If, by taking strategic measures and improving payment terms, the business is viable, the debtor may choose to restructure under Chapter 11. If the business is not viable, but the debtor believes that with the protection of the Bankruptcy Court, the assets can be sold at a better price and the liquidation process will be more successful, then liquidation under Chapter 11 is also an option. Therefore, it is essential to know where the company stands in terms of viability in order to determine how to proceed with liquidation.

 

Liquidation under Chapter 11 allows the debtor to maximize the proceeds from the sale of the going concern or individual assets. When it comes to the sale of a going concern, the price may improve, as the stay under section 362 of the Bankruptcy Code provides a respite for the business to take important steps to make it much more attractive to a buyer.

 

Similarly, under Chapter 11, this stay gives the debtor room to take much broader steps to sell individual assets that also maximize revenue to pay off debts.

If the business is viable, much of the restructuring process will depend on the Bankruptcy Court approving the Disclosure Memorandum and the creditors approving the Reorganization Plan. After this approval, the company must strive to comply with all the terms and conditions of the Plan in order to successfully emerge from bankruptcy.

 

If the company fails to get its Restructuring Plan approved or fails to comply with the terms and conditions of the Plan, the bankruptcy could be dismissed or the case could be converted to a Chapter 7 case, where a Trustee proceeds to liquidate the entire business or its individual assets.

 

On the other hand, any event may occur in the company that improves its financial condition, such as new business, income, cost reductions, or improvements in the overall economic situation, allowing the debtor to voluntarily withdraw from bankruptcy.

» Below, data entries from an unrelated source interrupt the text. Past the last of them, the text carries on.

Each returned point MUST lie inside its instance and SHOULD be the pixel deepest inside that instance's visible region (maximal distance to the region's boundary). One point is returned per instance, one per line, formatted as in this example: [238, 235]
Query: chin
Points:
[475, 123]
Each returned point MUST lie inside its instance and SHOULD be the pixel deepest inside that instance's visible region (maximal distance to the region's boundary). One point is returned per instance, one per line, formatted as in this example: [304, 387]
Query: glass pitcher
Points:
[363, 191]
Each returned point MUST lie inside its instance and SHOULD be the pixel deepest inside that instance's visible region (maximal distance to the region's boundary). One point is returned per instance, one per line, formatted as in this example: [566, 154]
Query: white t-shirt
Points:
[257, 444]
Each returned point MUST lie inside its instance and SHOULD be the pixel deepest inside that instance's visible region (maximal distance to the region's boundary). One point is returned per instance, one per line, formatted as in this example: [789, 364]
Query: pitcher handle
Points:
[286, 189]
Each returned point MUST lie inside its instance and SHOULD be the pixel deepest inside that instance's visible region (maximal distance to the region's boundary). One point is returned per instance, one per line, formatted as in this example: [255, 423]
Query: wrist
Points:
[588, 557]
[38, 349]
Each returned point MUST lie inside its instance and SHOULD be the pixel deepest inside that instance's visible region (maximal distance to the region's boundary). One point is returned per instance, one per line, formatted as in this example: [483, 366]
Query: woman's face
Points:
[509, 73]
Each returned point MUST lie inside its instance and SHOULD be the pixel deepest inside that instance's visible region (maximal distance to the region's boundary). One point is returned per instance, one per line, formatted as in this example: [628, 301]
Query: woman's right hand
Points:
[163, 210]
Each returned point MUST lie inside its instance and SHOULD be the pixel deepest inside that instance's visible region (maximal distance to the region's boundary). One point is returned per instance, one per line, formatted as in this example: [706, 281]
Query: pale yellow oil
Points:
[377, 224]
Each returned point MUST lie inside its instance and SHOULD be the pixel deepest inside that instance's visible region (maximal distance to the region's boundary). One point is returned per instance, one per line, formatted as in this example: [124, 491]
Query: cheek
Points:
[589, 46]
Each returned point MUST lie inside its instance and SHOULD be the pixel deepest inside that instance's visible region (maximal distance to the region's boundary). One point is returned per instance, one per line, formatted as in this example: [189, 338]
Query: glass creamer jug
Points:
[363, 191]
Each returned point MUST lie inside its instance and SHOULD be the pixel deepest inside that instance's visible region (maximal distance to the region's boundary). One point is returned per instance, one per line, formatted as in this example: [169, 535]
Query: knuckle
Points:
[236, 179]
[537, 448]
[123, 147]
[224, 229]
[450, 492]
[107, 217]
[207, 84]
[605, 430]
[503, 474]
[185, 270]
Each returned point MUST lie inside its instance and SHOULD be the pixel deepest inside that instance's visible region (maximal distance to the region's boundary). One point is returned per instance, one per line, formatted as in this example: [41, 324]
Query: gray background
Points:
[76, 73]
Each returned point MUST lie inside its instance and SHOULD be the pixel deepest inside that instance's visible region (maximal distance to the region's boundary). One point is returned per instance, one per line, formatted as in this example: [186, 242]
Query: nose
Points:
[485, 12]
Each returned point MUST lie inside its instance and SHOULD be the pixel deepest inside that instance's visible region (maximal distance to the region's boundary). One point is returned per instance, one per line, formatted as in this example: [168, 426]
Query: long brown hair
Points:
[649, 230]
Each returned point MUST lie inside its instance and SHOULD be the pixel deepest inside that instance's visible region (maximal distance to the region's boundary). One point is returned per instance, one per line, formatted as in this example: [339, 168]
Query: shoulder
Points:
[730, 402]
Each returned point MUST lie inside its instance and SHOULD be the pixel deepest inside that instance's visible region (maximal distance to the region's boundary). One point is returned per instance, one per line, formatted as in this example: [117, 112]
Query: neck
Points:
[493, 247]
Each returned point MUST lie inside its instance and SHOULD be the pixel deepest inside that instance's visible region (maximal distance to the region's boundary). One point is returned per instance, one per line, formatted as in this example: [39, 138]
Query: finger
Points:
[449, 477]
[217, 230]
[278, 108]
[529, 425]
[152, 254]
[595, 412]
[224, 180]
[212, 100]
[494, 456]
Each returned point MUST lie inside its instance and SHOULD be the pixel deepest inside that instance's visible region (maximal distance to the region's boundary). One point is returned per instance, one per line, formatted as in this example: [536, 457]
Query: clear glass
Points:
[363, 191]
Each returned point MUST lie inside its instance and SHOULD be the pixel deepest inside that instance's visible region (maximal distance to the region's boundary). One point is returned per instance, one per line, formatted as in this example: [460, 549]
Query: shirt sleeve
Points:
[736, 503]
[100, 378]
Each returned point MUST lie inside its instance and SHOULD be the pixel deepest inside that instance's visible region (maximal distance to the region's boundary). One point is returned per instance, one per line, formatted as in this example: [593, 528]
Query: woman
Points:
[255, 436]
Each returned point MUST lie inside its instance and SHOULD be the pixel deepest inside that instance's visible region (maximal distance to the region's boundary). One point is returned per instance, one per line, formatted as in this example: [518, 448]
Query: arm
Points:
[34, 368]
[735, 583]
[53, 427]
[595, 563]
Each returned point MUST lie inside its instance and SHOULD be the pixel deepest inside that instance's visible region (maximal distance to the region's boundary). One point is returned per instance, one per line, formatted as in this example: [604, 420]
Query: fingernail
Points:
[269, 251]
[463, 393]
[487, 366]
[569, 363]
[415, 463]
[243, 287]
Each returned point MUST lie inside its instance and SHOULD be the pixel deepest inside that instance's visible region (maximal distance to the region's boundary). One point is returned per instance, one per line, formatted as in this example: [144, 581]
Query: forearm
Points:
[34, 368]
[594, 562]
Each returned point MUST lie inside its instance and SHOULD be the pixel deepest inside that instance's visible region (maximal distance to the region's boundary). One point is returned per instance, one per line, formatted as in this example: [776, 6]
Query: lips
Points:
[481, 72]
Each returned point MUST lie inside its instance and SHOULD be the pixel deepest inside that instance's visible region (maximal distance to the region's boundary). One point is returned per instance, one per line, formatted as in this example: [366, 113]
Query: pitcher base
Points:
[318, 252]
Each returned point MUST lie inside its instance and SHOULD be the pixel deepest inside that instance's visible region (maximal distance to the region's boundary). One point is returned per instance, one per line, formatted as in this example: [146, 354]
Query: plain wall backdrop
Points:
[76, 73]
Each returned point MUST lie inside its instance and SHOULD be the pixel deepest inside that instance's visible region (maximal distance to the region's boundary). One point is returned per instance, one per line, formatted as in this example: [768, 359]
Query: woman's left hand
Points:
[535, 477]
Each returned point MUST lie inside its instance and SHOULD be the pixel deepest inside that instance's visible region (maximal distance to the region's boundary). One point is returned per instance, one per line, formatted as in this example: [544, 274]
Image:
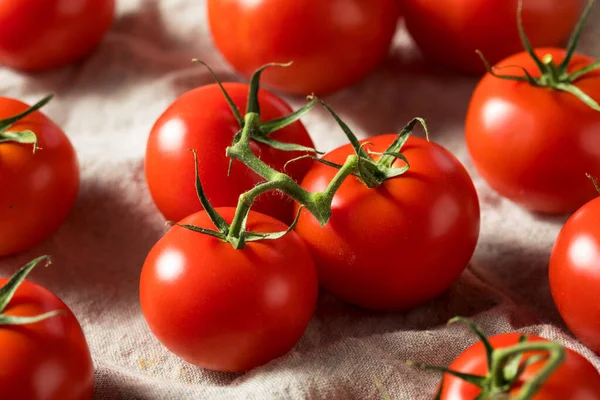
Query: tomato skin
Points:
[449, 31]
[226, 309]
[201, 120]
[576, 378]
[48, 360]
[42, 34]
[575, 274]
[427, 220]
[533, 145]
[38, 190]
[346, 40]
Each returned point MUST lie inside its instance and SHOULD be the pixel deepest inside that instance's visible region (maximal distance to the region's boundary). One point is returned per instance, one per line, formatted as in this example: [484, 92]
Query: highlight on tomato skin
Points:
[400, 244]
[448, 32]
[201, 119]
[225, 309]
[332, 44]
[39, 188]
[37, 35]
[574, 274]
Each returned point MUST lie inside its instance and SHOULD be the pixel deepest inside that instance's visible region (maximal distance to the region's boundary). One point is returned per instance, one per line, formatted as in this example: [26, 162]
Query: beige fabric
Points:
[107, 105]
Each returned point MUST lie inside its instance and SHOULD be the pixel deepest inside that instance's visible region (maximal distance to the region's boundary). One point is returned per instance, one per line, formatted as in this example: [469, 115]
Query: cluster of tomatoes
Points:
[260, 220]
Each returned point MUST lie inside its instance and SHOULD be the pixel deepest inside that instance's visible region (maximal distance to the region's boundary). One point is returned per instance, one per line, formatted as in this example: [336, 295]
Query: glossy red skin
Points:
[43, 34]
[533, 145]
[225, 309]
[38, 190]
[449, 31]
[575, 274]
[576, 378]
[401, 244]
[201, 119]
[48, 360]
[333, 44]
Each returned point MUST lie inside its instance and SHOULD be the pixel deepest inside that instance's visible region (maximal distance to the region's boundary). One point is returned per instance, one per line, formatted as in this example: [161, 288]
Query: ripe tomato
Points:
[46, 360]
[226, 309]
[38, 189]
[201, 119]
[333, 44]
[576, 378]
[535, 145]
[402, 243]
[575, 274]
[449, 31]
[43, 34]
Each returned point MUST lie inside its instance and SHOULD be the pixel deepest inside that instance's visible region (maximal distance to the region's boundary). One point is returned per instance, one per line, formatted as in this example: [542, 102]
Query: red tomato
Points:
[226, 309]
[575, 274]
[535, 145]
[576, 378]
[449, 31]
[46, 360]
[38, 189]
[201, 119]
[402, 243]
[333, 44]
[43, 34]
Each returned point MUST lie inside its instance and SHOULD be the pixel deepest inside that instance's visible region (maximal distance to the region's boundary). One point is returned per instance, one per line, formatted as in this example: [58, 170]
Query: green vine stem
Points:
[552, 76]
[506, 366]
[23, 137]
[10, 288]
[371, 172]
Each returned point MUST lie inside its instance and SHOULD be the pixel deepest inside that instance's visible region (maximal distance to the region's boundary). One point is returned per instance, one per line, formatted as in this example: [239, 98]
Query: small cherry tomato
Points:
[402, 243]
[449, 31]
[534, 145]
[576, 378]
[226, 309]
[38, 189]
[332, 44]
[44, 360]
[201, 120]
[43, 34]
[575, 274]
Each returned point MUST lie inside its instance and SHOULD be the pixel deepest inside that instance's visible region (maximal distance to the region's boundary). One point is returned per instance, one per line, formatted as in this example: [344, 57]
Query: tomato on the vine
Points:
[574, 378]
[48, 359]
[532, 144]
[333, 44]
[43, 34]
[39, 188]
[202, 120]
[226, 309]
[402, 243]
[575, 274]
[448, 32]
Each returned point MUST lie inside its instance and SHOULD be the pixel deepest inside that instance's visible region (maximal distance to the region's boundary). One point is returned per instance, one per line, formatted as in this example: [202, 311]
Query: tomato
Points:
[333, 44]
[535, 145]
[226, 309]
[38, 189]
[575, 274]
[46, 360]
[449, 31]
[42, 34]
[201, 119]
[576, 378]
[400, 244]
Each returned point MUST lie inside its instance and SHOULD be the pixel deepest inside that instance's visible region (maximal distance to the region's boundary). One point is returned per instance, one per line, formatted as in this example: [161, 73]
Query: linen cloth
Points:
[107, 104]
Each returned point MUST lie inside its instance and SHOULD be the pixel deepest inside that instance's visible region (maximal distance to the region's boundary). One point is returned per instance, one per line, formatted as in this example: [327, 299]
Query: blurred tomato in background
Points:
[449, 31]
[43, 34]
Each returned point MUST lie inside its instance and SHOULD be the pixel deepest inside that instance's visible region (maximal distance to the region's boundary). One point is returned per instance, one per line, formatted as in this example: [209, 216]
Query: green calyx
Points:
[23, 137]
[9, 289]
[374, 172]
[506, 366]
[553, 76]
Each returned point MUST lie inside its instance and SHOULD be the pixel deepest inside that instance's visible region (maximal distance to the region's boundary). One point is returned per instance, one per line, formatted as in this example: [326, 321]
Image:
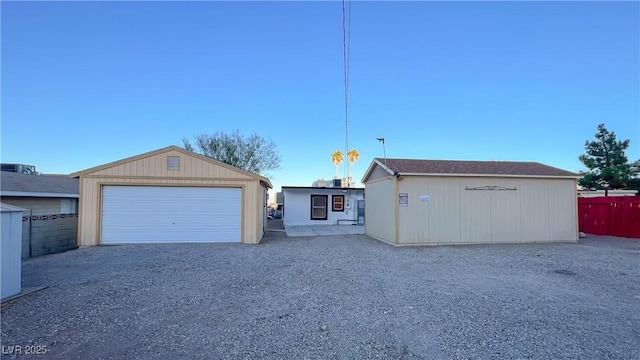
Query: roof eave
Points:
[492, 175]
[170, 148]
[37, 194]
[372, 166]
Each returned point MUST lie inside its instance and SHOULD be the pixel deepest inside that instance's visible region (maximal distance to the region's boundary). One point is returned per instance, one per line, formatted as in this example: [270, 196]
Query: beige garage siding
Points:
[539, 210]
[380, 210]
[151, 170]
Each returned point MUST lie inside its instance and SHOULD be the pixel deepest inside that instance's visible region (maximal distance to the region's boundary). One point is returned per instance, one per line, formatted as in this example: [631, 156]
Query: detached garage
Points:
[432, 202]
[170, 195]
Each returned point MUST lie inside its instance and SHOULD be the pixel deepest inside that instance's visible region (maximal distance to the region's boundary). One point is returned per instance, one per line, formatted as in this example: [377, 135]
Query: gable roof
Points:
[467, 168]
[18, 184]
[172, 148]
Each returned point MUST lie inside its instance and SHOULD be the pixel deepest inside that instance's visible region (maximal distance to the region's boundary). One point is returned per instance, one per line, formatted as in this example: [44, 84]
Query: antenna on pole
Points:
[384, 150]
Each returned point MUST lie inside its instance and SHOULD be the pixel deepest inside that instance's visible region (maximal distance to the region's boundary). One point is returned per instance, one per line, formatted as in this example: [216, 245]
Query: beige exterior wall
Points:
[540, 210]
[381, 209]
[152, 171]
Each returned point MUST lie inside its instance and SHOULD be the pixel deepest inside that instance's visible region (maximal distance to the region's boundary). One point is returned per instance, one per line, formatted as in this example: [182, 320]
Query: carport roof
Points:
[467, 168]
[31, 185]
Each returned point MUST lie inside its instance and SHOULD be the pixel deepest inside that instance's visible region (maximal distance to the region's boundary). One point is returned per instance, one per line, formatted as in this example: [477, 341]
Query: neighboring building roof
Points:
[320, 188]
[17, 184]
[263, 179]
[467, 168]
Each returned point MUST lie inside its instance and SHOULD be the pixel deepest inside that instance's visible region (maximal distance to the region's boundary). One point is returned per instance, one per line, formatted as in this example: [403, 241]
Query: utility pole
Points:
[384, 150]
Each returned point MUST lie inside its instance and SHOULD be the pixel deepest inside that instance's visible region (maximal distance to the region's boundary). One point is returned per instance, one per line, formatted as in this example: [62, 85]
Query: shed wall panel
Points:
[380, 204]
[538, 210]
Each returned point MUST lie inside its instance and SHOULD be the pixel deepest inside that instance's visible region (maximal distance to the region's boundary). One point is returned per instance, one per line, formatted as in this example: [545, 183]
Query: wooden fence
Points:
[613, 215]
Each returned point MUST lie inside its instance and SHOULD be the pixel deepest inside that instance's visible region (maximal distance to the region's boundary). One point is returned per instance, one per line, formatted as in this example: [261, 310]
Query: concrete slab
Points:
[324, 230]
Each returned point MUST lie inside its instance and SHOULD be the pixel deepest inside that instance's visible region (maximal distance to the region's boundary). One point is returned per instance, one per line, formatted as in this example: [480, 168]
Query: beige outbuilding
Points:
[431, 202]
[170, 195]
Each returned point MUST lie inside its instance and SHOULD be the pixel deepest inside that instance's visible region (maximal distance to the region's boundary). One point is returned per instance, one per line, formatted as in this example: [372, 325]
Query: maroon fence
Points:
[613, 215]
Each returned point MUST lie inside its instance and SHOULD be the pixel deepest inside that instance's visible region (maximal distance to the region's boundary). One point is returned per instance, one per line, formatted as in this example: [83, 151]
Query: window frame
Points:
[333, 203]
[326, 207]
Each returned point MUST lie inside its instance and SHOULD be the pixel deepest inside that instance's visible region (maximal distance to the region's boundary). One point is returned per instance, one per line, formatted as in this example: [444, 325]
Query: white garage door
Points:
[154, 214]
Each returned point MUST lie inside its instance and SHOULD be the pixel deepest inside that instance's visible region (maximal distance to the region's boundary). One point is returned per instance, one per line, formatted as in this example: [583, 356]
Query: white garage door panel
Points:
[154, 214]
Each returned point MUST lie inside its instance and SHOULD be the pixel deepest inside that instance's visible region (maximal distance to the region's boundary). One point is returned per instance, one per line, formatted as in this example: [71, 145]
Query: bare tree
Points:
[254, 154]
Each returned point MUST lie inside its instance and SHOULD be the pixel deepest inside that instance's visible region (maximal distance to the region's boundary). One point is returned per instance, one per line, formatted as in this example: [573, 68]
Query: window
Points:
[319, 207]
[173, 163]
[338, 202]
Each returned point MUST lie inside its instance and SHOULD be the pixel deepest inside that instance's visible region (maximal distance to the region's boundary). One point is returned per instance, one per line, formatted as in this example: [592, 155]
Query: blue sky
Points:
[85, 83]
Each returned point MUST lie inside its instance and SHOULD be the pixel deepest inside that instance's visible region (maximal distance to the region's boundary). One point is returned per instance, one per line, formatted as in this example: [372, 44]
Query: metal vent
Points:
[173, 163]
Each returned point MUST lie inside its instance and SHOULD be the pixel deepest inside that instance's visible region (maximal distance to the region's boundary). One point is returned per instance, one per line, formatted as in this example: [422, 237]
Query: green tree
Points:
[608, 165]
[254, 153]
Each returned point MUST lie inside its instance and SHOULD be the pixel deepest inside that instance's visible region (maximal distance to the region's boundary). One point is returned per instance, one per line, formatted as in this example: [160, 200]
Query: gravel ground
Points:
[348, 297]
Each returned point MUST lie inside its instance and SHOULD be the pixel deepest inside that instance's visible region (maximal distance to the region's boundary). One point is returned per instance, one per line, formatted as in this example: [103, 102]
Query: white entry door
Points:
[162, 214]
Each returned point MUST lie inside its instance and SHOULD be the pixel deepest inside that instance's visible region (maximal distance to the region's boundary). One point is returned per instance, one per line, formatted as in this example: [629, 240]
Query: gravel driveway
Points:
[343, 297]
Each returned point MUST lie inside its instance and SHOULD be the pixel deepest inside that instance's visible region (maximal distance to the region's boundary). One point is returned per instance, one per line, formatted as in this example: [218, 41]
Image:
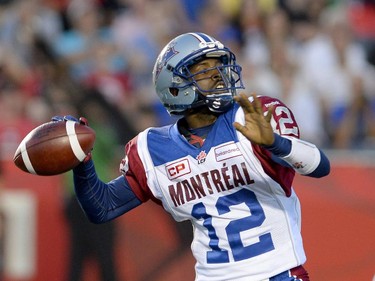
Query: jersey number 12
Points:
[255, 219]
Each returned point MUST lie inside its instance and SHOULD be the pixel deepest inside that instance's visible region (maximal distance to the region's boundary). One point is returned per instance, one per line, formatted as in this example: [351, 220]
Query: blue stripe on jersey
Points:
[166, 144]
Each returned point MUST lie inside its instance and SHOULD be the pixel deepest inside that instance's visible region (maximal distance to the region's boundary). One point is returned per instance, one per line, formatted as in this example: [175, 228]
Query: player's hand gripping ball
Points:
[55, 147]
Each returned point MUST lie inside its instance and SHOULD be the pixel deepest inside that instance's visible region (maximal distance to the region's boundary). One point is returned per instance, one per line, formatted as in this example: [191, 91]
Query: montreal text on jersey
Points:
[217, 180]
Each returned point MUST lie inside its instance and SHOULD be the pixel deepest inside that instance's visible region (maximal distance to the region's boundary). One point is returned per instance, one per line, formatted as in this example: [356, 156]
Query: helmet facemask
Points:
[219, 99]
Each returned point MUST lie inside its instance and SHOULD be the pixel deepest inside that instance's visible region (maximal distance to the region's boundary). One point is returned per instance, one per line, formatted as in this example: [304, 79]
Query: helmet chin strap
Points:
[218, 103]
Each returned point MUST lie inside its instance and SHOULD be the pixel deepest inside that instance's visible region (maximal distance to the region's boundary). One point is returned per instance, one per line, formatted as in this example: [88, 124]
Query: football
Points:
[54, 148]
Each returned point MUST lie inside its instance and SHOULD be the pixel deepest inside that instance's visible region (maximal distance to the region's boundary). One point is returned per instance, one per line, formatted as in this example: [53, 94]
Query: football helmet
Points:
[176, 86]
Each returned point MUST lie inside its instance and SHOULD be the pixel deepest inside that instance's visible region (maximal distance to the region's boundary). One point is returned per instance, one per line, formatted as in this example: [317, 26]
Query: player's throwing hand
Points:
[257, 127]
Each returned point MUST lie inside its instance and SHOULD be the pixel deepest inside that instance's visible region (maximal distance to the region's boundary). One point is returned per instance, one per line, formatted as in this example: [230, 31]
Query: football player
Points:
[227, 165]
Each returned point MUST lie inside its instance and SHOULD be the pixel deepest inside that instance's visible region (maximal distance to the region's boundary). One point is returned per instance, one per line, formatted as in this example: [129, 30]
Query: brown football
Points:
[54, 148]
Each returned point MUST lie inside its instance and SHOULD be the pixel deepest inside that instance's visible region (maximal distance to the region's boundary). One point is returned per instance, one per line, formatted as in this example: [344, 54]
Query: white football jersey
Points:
[245, 213]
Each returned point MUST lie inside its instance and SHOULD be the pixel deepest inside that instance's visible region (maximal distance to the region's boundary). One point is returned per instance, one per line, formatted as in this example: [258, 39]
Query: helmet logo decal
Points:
[169, 53]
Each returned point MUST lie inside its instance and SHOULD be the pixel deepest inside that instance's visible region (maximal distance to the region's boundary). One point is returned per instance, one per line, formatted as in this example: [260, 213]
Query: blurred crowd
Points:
[94, 58]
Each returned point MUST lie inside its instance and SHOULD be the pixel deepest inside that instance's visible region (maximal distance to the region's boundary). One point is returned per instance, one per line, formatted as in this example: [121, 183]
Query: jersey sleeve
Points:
[132, 168]
[283, 124]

In other words, even without approving a Restructuring Plan, the economic situation may improve and the debtor may request to be allowed to withdraw from bankruptcy.

 

If these improvements occur during the Plan compliance process, the debtor may use that income to accelerate compliance with the Plan or improve the repayment of its obligations to creditors.

All of these determinations or outcomes of the bankruptcy process require a final decree or approval from the Bankruptcy Court.

 

In summary, the dilemma lies in viability versus liquidation. This determination must be made in conjunction with your legal representative, certified public accountants, or financial advisors.